Lower Courts’ Holdings
Under the FLSA, employees must be paid for each hour worked, but the statute did not define what is “work.” Therefore, Congress passed the Portal-to-Portal Act, specifying that activities that are preliminary or postliminary to the employee’s principal activity or activities are not compensable. Under prior Supreme Court caselaw, the term “principal activity or activities” embraces all activities that are an “integral and indispensable part of the principal activities.” What is meant by “integral and indispensable” was the question presented.
In this case, the district court dismissed the claims, holding that the security screening was not an integral and indispensable part of the employees’ principal activities, and was therefore noncompensable postliminary activity. On appeal, the U.S. Court of Appeals for the 9th Circuit reversed the district court’s ruling. The 9th Circuit held that post-shift activities become integral and indispensable to an employee’s principal activities if they are necessary to the principal work being performed and done for the benefit of the employer. In this case, because the screening was being done to prevent employee theft, the 9th Circuit found that screening was necessary to the employees’ work and being performed for Integrity Staffing’s benefit, and therefore the time spent waiting for and undergoing the screening was compensable.
The Supreme Court’s Ruling
The Supreme Court reversed the 9th Circuit’s holding. According to the Supreme Court, an activity is integral and indispensable to an employee’s principal activities “if it is an intrinsic element of those activities and one with which the employee cannot dispense if he is to perform this principal activities.” The Supreme Court also provided examples of when it found pre- or post-shift activities to meet this test.
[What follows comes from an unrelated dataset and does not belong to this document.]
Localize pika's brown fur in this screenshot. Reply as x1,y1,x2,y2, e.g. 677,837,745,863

For example, the clothes changing and showering activities of battery plant employees were integral and indispensable because the chemicals in the plant were toxic to human beings. Also, the time meatpacking employees spent sharpening knives was compensable because dull knives would slow production, affect the appearance of the meat, cause waste and pose a safety hazard. In contrast, the time that poultry plant employees spent waiting to don protective gear was not compensable because such waiting was “two steps removed from the production line.” In the present case, the Supreme Court found that the employees’ principal activity was to retrieve products and package them, not to undergo a security screening. The screening could have been eliminated altogether without impairing the employees’ ability to complete their work.
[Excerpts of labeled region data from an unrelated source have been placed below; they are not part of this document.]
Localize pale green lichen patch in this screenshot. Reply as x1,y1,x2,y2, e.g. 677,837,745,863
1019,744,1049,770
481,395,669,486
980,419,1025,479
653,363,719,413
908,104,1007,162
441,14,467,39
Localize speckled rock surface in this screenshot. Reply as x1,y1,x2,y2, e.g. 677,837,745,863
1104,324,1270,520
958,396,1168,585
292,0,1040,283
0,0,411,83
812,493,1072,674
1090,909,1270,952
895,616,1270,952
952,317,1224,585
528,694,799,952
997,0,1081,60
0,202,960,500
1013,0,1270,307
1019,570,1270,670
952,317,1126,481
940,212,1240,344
The Supreme Court stated that the 9th Circuit had applied the wrong standard for determining whether an activity is integral and indispensable by focusing on whether the activity is required by the employer. The Supreme Court noted that the 9th Circuit’s test would encompass “the very activities that the Portal-to-Portal Act was designed to address.” As described in the Department of Labor’s regulations, such noncompensable activities include, under normal circumstances, checking in and out or waiting to do so, changing clothes, washing up or showering, and waiting in line to receive paychecks.
The Supreme Court also rejected the employees’ argument that the time spent waiting for the screening was compensable because it could have been reduced to a minimal period, if Integrity Staffing had taken other actions, like staggering shift-ending times or having more screening stations open. The Supreme Court noted that whether the time could have been reduced does not change the nature of the activity or its relationship to the principal activity.